Но внук старика не спал. Какой уж тут сон, когда завтра суровый дружинник по имени Бажен поведет его и прочих парней невесть куда и невесть зачем. К тому же он за хлопотами да сборами так за весь день и не удосужился сбегать попрощаться с двухродным братаном, чтоб утешить его, потому как из-за нутряных хворостей и рудного кашля[51] болящего не взяли вместе с прочими. Да еще сестричне своей – звонкоголосой Смарагде – тоже пару ласковых слов сказать бы надо.

Перебирая все несделанное и неуспетое, он почти пожалел, что весь последний день провел за чисткой меча, тем более что заставить клинок сверкать на солнце у Любима так и не получилось. Да, он стал светлым, но лишь в некоторых местах, да и то неровно, эдакими волнистыми линиями, а все остальное по-прежнему золотисто-бурое. Однако представив, как гордо подойдет к месту сбора, как восхищенно будут смотреть на него не только домочадцы, гордясь бравым внуком, но и односельчане, тут же устыдился своих мыслей и мало-помалу провалился в тревожный, чуткий сон.

Сбор был назначен у избы тиуна в час, когда солнце покажет краешек из-за леса, но Любим подскочил со своей лежанки намного раньше, однако, как ни старался, первым не был. Уже надсадно кашлял дед Зихно – большак явно собирался сказать свое последнее напутствие любимому внуку, единственному оставшемуся от утонувшего в расцвете сил старшего сына.

Да и большуха[52] – старая Забава – уже вовсю орудовала ухватами и кочергой, собираясь напихать Любиму в котомку еды не на день, как было велено неразговорчивым дружинником, а чуть ли не на всю седмицу.

Выйдя же из полуразвалившейся избенки, подновить венцы которой у Любима все никак не доходили руки, и уже наклонившись над кадкой с водой, дабы сполоснуть заспанную рожу и смыть странный сон, привидевшийся ему, он вдруг услышал за спиной низкий грудной голос:

– Давай солью на руки. Чай, сподручнее будет.

От неожиданности Любим вздрогнул и обернулся. Сзади стояла Берестяница – крупная, дородная девка, жившая с родителями аж на самом краю села. Была она его ровесницей, но, невзирая на изрядные годы – в прошлое лето двадцать минуло, как и Любиму, – еще не вышедшая замуж. Девок в селе и без того было поболе, чем парней, а у Берестяницы к тому же имелся существенный изъян – непомерные размеры.

«И в кого токмо она у нас уродилась», – часто вздыхала ее сухонькая мать, с жалостью поглядывая на необхватную дочку, которая во всем остальном не только не уступала своим подругам, но была получше их: что характер имела покладистый, что на работу любую – не только баб, но и мужиков иных за пояс заткнет. В плотном, могучем теле не было ни единой жиринки, ни единой сальной складки – просто костью уродилась широка не в меру.
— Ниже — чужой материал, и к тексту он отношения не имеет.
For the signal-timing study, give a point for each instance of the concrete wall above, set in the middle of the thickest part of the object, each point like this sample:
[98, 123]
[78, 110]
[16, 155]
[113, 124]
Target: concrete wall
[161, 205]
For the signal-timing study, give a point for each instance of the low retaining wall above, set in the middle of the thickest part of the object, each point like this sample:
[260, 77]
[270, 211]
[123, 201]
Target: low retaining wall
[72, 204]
Оно, конечно, худых девок в Березовке не уважали. Ну какие из них работницы? Опять же и рожать им тяжко, и с кормлением дитяти зачастую морока. Но и такие чрезмерные габариты мужиков тоже отпугивали.
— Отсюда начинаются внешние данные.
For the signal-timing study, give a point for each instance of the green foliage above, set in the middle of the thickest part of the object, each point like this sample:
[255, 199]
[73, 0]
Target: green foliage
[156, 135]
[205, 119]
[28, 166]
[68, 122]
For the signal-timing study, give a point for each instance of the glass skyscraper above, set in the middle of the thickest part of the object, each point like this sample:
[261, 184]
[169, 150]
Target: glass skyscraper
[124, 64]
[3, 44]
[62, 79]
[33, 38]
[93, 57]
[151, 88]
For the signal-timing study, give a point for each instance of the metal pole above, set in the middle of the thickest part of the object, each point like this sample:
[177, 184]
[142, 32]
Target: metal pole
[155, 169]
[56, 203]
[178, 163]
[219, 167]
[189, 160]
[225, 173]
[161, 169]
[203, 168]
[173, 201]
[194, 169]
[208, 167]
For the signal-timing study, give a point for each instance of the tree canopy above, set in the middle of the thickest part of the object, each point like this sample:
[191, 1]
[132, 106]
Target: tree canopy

Да и на руку девка была тяжела. Такую в углу прижмешь, да потом и сам не возрадуешься – вдруг что не по нраву придется, так зашибет с одного удара. Поначалу, правда, все равно пытались – смельчаков в селе хватало, но после того как пару раз приключилась осечка, о чем наутро наглядно свидетельствовали припухшие рожи и здоровенные синяки, красующиеся на них, попытаться в третий охотников не сыскалось. Так и вышло, что все ее подруги давно обзавелись семьями, нарожали детей, а она осталась неприкаянной.
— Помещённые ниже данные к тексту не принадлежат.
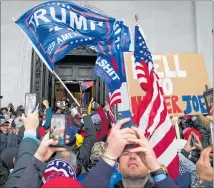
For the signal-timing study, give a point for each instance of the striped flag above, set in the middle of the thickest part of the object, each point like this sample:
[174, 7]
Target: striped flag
[152, 116]
[113, 99]
[85, 85]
Любиму же как-то раз, было это на Купальский праздник, стало ее уж больно жалко. Видно было – тоскует девка, хоть и старается этого не показать. Все в хороводе веселом, а она вдали у березок одна-одинешенька стоит, потому как идти-то некуда. Девки-то все на четыре-пять годков помоложе ее, так что старовата она для них. Если б кто нашелся да в хоровод привел – одно, а самой в него на третьем десятке соваться – стыдоба. Туда же, где замужние бабы сарафанами крутят, ей и вовсе нельзя, не по чину.